Revenu dans la moiteur de Madras, j'ai voulu m'initier à la chorégraphie hindoue. Chaque soir les journaux annoncent ballets et exhibitions variées et j'opte pour le récital donné par une petite fille dont la presse dit le plus grand bien Kumari Sheila. Elle se produit dans une exhibition de Bharata Natyam, la danse du Sud. J'arrive à 18 heures dans un théâtre assez vaste mais peu confortable. Il fait si chaud que les portes donnant sur la rue resteront ouvertes pendant toute la soirée. D'énormes ventilateurs brassent l'air. Les spectateurs sont déjà nombreux et le chatoiement des saris sur les gradins est un émerveillement. Avec une demi-heure de retard la salle s'éteint.

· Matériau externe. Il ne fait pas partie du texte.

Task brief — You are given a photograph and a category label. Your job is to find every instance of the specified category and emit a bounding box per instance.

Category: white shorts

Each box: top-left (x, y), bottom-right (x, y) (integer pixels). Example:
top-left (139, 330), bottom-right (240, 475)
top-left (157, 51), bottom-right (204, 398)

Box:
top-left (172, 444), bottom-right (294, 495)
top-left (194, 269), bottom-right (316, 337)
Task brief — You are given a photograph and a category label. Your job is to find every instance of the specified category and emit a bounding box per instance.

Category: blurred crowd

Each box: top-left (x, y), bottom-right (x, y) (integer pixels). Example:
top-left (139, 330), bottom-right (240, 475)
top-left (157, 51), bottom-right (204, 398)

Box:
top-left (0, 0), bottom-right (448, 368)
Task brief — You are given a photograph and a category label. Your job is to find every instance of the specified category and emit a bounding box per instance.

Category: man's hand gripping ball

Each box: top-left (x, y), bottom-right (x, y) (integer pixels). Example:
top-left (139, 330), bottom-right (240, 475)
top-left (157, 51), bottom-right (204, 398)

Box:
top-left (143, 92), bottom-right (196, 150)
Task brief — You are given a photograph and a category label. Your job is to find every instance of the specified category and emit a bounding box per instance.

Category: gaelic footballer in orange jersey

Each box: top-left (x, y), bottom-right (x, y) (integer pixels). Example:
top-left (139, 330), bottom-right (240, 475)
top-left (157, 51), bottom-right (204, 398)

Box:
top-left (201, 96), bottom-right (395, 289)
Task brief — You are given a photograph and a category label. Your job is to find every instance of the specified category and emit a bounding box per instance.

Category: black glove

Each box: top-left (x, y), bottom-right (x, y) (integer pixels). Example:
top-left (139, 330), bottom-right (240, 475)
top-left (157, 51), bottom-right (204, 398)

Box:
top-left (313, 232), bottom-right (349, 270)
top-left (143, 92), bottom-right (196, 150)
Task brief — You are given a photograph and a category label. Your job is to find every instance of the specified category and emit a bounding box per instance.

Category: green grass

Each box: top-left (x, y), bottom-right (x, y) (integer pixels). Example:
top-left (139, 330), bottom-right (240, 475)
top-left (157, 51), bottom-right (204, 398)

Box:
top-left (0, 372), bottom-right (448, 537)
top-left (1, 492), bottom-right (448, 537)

Des projecteurs inondent la scène (pas de rideau) tandis que cinq ou six musiciens traversent le plateau et s'assoient sur le plancher. Ils attaquent. Alors apparaît dans le fond une petite fille portant du linge de maison d'une douzaine d'années. Elles s'avance en se déhanchant curieusement, scandant sa progression de coups de talon sur le sol. Des clochettes d'argent montées sur des bracelets de cuir entourent ses chevilles et résonnent en cadence à chaque pas. Les violonistes, assis en tailleur, appuient tout en jouant l'extrémité de l'instrument sur leur pied nu. La musique ondule parfois d'étrange façon mais un joueur de cymbale maintient le rythme.